Frontier models — Table 1

Closed, proprietary models from the major western labs. Prices are for the standard synchronous API unless noted. All figures are per 1M tokens.

Model	Provider	Input $/1M	Output $/1M	Context
Claude Opus 4.7 / 4.6 / 4.5	Anthropic	$5.00	$25.00	1M
Claude Sonnet 4.6 / 4.5	Anthropic	$3.00	$15.00	1M
Claude Haiku 4.5	Anthropic	$1.00	$5.00	200K
GPT-5.5	OpenAI	$5.00	$30.00	1M
GPT-5.4	OpenAI	$2.50	$15.00	1M (272K short)
GPT-5.4 mini	OpenAI	$0.75	$4.50	400K
GPT-5.4 nano	OpenAI	$0.20	$1.25	400K
o3 (reasoning)	OpenAI	$2.00	$8.00	200K
o4-mini (reasoning)	OpenAI	$0.55	$2.20	200K
Gemini 3.1 Pro	Google	$2.00 / $4.00*	$12.00 / $18.00*	2M
Gemini 3.1 Flash-Lite	Google	$0.25	$1.50	—
Gemini 2.5 Pro	Google	$1.25 / $2.50*	$10.00 / $15.00*	1M
Gemini 2.5 Flash	Google	$0.30	$2.50	1M
Gemini 2.5 Flash-Lite	Google	$0.10	$0.40	1M
Grok 4.1 Fast / 4 Fast	xAI	$0.20	$0.50	2M
Grok 4.3	xAI	$1.25	$2.50	1M
Grok 4	xAI	$3.00	$15.00	256K
Cohere Command A	Cohere	$2.50	$10.00	256K
Cohere Command R7B	Cohere	$0.037	$0.150	128K

* Google Pro models: lower price applies ≤200K tokens; higher price applies above 200K tokens.

o-series models bill internal reasoning tokens at output rates — actual cost can be 3–10× the headline price for complex tasks.

Grok 4.3 pricing from third-party aggregators only (x.ai API returned HTTP 403 during research).

Value / open-weight API providers — Table 2

Models from Chinese labs and European providers, mostly open-weight (weights publicly available).
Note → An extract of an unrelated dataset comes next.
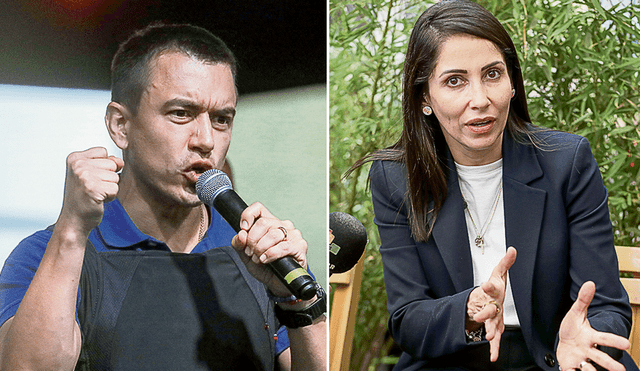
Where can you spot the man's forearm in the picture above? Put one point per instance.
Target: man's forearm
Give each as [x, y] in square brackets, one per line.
[309, 346]
[44, 334]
Prices are the provider's own hosted API unless noted. All figures per 1M tokens, standard tier, cache-miss input.

Model	Provider	Input $/1M	Output $/1M	Notes
DeepSeek V4 Flash	DeepSeek	$0.14	$0.28	MIT; cache hit $0.0028
DeepSeek V4 Pro	DeepSeek	$0.435	$0.87	75% promo until 2026-05-31; full price $1.74/$3.48
Qwen-Turbo	Alibaba Cloud	$0.05	$0.20	Cheapest production Qwen
Qwen3-235B-A22B	Alibaba Cloud	$0.70	$2.80	Open-weight Apache 2.0; 128K ctx
Qwen3-Max	Alibaba Cloud	$1.20–$2.40	$6.00	Tiered by ctx length
Mistral Nemo	Mistral AI	$0.02	$0.03	Cheapest in lineup
Mistral Small 3.2 24B	Mistral AI	$0.075	$0.20	Best value in Mistral range
Mistral Large 3 2512	Mistral AI	$0.50	$1.50	No prompt caching
Codestral 2508	Mistral AI	$0.30	$0.90	Code-specialist; 256K ctx
GLM-4.5-Flash / GLM-4.7-Flash	Zhipu / Z.ai	Free	Free	No quota cap
GLM-5	Zhipu / Z.ai	$1.00	$3.20	203K ctx
GLM-5.1	Zhipu / Z.ai	$1.40	$4.40	Open-sourced 2026-04-08
Kimi K2.6	Moonshot AI	$0.73–$0.75	$3.49–$3.50	MIT+; 262K ctx; cache hit $0.15
MiniMax M2.7 / M2.5	MiniMax	$0.28–$0.30	$1.20	Open-weight; 1M ctx (M2.5)

Mistral does not offer prompt-caching discounts on any models as of May 2026, unlike Anthropic (10% of base on cache hits) and OpenAI (75–90% on cache hits).

DeepSeek V4 Flash cache hit: $0.0028/M — a 98% discount vs standard input. DeepSeek V4 Pro's promo expires 2026-05-31; full price will be $1.74/$3.48 thereafter.

Open-weight inference hosts — Table 3

These hosts run open-weight models on their own GPU infrastructure. You get the same weights, different SLAs, speeds, and prices. All figures per 1M tokens.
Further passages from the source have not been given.